According to a 2020 census that was published in The Astrophysical Journal, there were roughly 60 satellites within 1.4 million light-years of the Milky Way. However, it is difficult to determine the exact number of satellite galaxies in the Milky Way, partly because not all of the suggested satellite galaxies have been spectroscopically verified to circle the Milky Way.
According to Geha, there are likely five to eight objects with equivocal spectroscopy or no spectroscopy at all. Furthermore, she said, new satellite candidates are continuously being found.
When Geha began her research more than 20 years ago, the Milky Way had just 11 known satellites. Geha focuses on the formation and evolution of dwarf galaxies. According to Geha, it changed in the early 2000s when the Sloan Digital Sky Survey started gathering data. Sloan’s digital camera enhanced astronomers’ ability to see faint dwarf galaxies, and it created the first digital atlas that encompassed nearly one-third of the night sky. Brighter stars nearer Earth tend to block out their weak glow.
Researchers were able to algorithmically remove foreground stars from Sloan’s digital photos, which was far more difficult to accomplish with analog photos and photographic plates, Geha added. This made previously hidden weak dwarf galaxies visible.
According to Geha, each of the major new imaging surveys has changed the game. All of these increases and the quantity of satellites that we are aware of are primarily due to technology.

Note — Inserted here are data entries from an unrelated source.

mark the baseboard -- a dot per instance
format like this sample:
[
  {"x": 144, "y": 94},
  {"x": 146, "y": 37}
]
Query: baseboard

Each survey, from the Dark Energy Survey in the 2010s to Sloan in the 2000s, discovered dozens of satellite galaxies circling the Milky Way. Geha predicted that if the Milky Way doesn’t devour those galaxies first, the Vera C. Rubin Observatory in Chile will probably discover hundreds more satellites.
“The Milky Way is gravitationally bound to satellite galaxies,” Graur stated. “They continue to be gravitationally pulled by the Milky Way. It draws them in slowly. Additionally, it begins to rip them apart and devour them as it draws them in.
According to Graur, one such victim was a dwarf galaxy that is now known as Gaia Enceladus. The Milky Way tore it apart and ate it, leaving behind stars that currently shine in the Milky Way’s halo. Geha went on to say that the satellite galaxies that are currently visible will probably experience the same fate in the future.
“Those satellite galaxies will fall into the parent and merge, creating an even bigger central galaxy if we wait a very long time, billions and billions of years,” she said.